Moi, Ken Samaras, je demande cash le numéro à une go croisée une fois, et qui me fait la gueule parce que j'étais sur le même dossier qu'elle ? Putain, 2018, l'année de tous les possibles ou quoi ? C'est tellement pas mon genre. Si elle savait qu'en vrai, je mets 10 plombes à me décider à demander un 06 à une meuf.

En vrai, je kiffe cet appart. Il fait un peu plus de 30 m2, y a de la place dedans pour tout mon bordel, qui a pris une ampleur ouf après mon retour du Japon en décembre. Je suis à trente minutes en métro du label et du studio. Et je resterais dans le 15e, mon Paris Sud de cœur. Celui qui m'a vu grandir, faire des conneries, débuté avec les gavas, le S et 1995... Tous mes potes habitent dans le coin. On y a tous nos petites habitudes, nos restaus, nos bars, nos cafés... Comme des petits vieux, ouais.

Mais elle m'a fait trop pitié avec sa petite bouille de meuf au bord de la dépression si elle n'avait pas l'appart. Je sais pas si c'est de la comédie, mais c'était foutrement bien fait si c'est le cas. Et je me serais fait foutrement bien avoir.

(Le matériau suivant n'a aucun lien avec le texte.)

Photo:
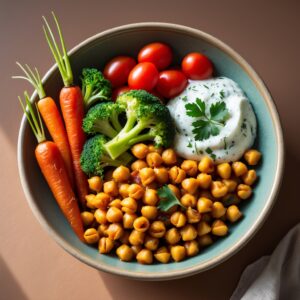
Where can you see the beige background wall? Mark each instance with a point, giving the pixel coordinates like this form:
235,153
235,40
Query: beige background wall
266,33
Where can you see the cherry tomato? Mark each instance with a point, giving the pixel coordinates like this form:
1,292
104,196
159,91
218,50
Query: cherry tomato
171,83
197,66
143,76
118,69
158,53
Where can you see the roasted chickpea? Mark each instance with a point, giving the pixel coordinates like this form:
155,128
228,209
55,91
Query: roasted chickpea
157,229
145,257
95,183
178,253
224,170
125,253
169,157
87,218
149,212
204,205
140,150
111,188
244,191
204,180
91,236
172,236
105,245
252,157
178,219
219,228
190,167
147,176
239,168
218,189
206,165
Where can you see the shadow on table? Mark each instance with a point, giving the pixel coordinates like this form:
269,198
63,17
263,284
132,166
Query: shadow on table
9,286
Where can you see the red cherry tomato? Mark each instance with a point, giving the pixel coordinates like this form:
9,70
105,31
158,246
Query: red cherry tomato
171,83
197,66
158,53
118,69
143,76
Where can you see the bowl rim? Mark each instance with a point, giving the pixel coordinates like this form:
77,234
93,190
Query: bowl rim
184,272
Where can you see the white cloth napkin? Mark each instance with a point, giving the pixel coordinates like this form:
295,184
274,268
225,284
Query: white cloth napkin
275,277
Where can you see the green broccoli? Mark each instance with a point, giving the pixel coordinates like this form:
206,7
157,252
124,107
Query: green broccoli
103,118
94,87
94,159
147,120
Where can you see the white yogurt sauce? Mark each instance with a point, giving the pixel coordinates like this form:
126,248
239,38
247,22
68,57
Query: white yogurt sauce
238,133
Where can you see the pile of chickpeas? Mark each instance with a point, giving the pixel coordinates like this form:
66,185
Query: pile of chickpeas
122,214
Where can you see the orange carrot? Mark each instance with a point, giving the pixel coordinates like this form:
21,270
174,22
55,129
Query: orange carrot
53,168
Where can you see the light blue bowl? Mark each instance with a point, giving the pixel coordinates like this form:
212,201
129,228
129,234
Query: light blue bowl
128,39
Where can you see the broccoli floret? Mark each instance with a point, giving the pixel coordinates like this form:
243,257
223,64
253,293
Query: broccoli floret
103,118
94,159
94,87
147,120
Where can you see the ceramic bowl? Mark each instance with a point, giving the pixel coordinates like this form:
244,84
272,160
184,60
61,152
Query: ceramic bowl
97,50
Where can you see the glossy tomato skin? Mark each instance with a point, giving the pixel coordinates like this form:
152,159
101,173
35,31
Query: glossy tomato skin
171,83
159,54
197,66
143,76
118,69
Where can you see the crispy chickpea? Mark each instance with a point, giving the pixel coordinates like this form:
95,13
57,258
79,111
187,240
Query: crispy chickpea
178,252
114,215
125,253
188,200
218,189
233,213
147,176
138,165
95,183
100,216
149,212
115,231
105,245
129,205
172,236
218,210
111,188
250,177
140,150
193,216
145,257
178,219
141,224
204,205
203,228
157,229
151,243
128,220
219,228
224,170
191,248
169,157
239,168
121,174
87,218
204,180
150,197
244,191
91,236
252,157
162,255
190,167
206,165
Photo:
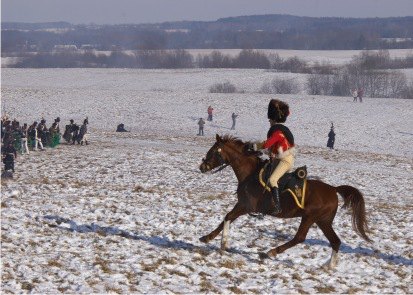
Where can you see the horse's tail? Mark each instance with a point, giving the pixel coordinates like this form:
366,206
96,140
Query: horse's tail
353,197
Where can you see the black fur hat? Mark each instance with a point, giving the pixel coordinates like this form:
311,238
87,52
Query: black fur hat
278,110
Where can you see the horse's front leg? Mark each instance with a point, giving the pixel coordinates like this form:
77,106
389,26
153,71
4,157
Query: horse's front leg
237,211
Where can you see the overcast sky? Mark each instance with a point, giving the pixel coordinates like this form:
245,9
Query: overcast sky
152,11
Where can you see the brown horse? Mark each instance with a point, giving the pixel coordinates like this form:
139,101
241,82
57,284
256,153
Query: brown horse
321,198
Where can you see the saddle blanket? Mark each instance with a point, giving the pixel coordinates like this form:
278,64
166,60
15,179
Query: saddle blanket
295,183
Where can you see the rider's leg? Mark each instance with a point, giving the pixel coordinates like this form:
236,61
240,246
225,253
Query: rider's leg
285,164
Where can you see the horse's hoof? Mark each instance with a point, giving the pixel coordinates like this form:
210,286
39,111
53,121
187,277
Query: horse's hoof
204,239
263,255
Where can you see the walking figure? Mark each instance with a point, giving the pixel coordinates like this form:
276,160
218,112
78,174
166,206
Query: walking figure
234,117
331,137
210,109
360,94
24,139
355,95
9,154
201,124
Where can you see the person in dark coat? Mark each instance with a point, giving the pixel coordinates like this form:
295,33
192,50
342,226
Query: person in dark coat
234,117
360,94
331,137
9,154
82,138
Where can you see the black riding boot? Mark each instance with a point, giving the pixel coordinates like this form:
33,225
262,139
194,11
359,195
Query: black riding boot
276,197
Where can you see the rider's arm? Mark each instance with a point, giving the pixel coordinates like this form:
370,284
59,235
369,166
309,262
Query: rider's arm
275,138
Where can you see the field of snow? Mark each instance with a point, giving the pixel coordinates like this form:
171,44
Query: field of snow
124,214
334,57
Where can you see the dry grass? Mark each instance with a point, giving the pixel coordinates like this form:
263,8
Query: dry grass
236,290
141,189
232,264
27,286
55,263
151,267
325,289
206,286
103,265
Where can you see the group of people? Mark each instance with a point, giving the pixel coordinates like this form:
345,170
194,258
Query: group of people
357,94
201,121
76,134
17,138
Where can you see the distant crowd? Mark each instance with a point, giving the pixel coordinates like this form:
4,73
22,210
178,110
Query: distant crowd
21,139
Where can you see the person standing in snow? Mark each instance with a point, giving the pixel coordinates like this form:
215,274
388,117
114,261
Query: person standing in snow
210,109
331,137
9,154
201,124
37,141
82,139
360,94
24,139
234,117
355,94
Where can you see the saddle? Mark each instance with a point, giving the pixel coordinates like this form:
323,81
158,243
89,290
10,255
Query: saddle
294,182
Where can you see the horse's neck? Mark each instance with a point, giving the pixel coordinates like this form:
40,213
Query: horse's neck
242,165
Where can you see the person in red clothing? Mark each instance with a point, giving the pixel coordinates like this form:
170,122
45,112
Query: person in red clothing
210,109
280,143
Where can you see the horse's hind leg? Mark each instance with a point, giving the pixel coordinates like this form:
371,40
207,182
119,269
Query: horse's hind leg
230,217
327,228
299,237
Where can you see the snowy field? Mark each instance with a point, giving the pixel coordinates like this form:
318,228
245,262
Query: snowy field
124,214
334,57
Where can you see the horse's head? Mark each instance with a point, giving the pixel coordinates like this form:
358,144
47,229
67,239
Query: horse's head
226,151
215,157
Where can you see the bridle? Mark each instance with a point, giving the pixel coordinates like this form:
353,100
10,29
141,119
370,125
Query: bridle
222,164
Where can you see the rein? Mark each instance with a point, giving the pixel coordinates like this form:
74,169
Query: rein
222,167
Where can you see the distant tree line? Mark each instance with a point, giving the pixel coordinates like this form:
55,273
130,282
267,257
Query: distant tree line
260,32
368,70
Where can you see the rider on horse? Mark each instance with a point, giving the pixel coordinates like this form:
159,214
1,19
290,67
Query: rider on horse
280,142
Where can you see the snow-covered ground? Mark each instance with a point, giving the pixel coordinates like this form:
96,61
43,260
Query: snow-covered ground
124,214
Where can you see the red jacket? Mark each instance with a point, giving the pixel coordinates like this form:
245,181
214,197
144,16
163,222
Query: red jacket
278,144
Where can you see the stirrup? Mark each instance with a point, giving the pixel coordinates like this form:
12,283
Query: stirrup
276,199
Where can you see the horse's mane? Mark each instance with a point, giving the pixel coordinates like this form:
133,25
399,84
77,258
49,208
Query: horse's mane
238,142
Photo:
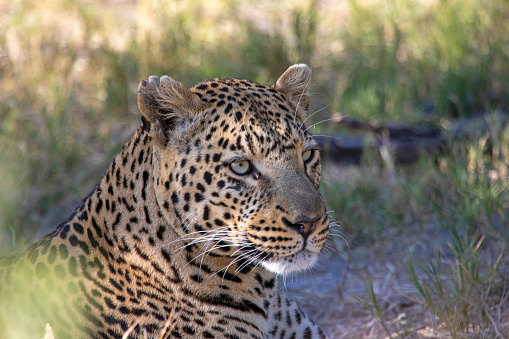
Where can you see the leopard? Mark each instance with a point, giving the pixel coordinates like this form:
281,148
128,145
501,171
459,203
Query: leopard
214,195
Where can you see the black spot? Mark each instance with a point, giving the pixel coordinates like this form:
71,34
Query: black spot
64,231
188,329
63,251
52,254
198,197
206,212
78,227
208,177
308,334
41,271
73,240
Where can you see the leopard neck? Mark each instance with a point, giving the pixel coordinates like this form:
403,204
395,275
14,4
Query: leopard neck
120,225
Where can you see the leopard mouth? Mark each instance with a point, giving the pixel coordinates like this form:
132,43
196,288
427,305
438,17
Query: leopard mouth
296,261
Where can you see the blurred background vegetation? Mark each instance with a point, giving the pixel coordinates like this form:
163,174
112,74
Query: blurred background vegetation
69,70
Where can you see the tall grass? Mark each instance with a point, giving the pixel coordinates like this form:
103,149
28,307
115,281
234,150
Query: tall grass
69,71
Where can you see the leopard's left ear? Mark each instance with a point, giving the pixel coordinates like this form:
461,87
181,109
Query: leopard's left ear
166,105
294,84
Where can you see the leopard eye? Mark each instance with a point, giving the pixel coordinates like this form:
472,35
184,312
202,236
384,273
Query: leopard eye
307,155
241,167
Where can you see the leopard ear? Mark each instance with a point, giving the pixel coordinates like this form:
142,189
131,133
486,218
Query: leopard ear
294,84
166,103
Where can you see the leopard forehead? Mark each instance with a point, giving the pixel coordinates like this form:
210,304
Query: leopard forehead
260,211
246,112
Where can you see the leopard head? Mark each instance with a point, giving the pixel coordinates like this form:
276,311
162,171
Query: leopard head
236,171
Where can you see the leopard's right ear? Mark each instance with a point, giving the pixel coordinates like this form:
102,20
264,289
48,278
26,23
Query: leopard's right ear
166,104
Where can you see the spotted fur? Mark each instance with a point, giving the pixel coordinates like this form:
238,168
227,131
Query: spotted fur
176,230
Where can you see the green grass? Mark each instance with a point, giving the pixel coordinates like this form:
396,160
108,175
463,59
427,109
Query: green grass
68,102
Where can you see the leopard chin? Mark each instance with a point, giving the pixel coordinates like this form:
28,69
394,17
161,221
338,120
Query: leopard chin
295,262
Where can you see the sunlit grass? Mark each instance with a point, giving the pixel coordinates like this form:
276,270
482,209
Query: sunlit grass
69,71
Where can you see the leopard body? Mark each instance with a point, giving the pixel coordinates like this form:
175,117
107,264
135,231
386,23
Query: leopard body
215,193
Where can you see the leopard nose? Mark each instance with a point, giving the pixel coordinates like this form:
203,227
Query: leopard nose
302,225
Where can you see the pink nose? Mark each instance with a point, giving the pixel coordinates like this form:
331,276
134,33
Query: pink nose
303,225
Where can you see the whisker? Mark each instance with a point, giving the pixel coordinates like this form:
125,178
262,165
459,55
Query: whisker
307,129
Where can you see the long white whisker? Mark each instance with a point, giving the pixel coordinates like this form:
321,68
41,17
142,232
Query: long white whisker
307,129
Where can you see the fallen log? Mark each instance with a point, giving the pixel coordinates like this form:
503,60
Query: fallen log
404,142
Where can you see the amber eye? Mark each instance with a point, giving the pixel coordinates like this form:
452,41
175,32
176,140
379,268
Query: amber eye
307,155
241,167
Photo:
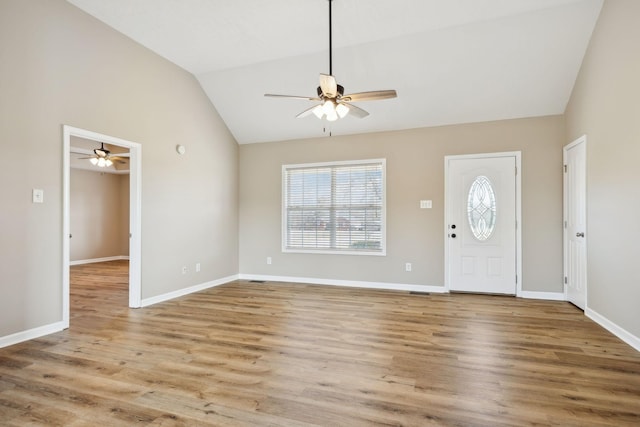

Qui se cache derrière cette Justine tout Court ? Une meuf qui se pointe à une soirée du Nouvel An ou elle ne connaît personne, elle passe la moitié de la soirée collée au bar, sapée comme si elle sortait d'un entrainement de foot, et se tire avant minuit, sans me dire qui elle est vraiment.

J'ai pas l'habitude que les meufs me calculent pas trop. Je dis pas ça parce que je fais du rap et qu'on voit ma gueule à la télé, ou aux concerts, mais avant même que je sois connu, quand je tapais la discut' avec une fille, j'avais toujours un retour. Souvent positif, c'est clair mais on s'en fout de ça. Là, elle m'a vite dit qu'elle s'appelait Justine et s'est taillée. Bonjour, au revoir.

Bon, p'tet qu'elle était pas dans son assiette, elle avait l'air bien arrachée, et elle a bégère en plus en bas. Elle était trop réebou pour construire une discussion.

On va dire ça.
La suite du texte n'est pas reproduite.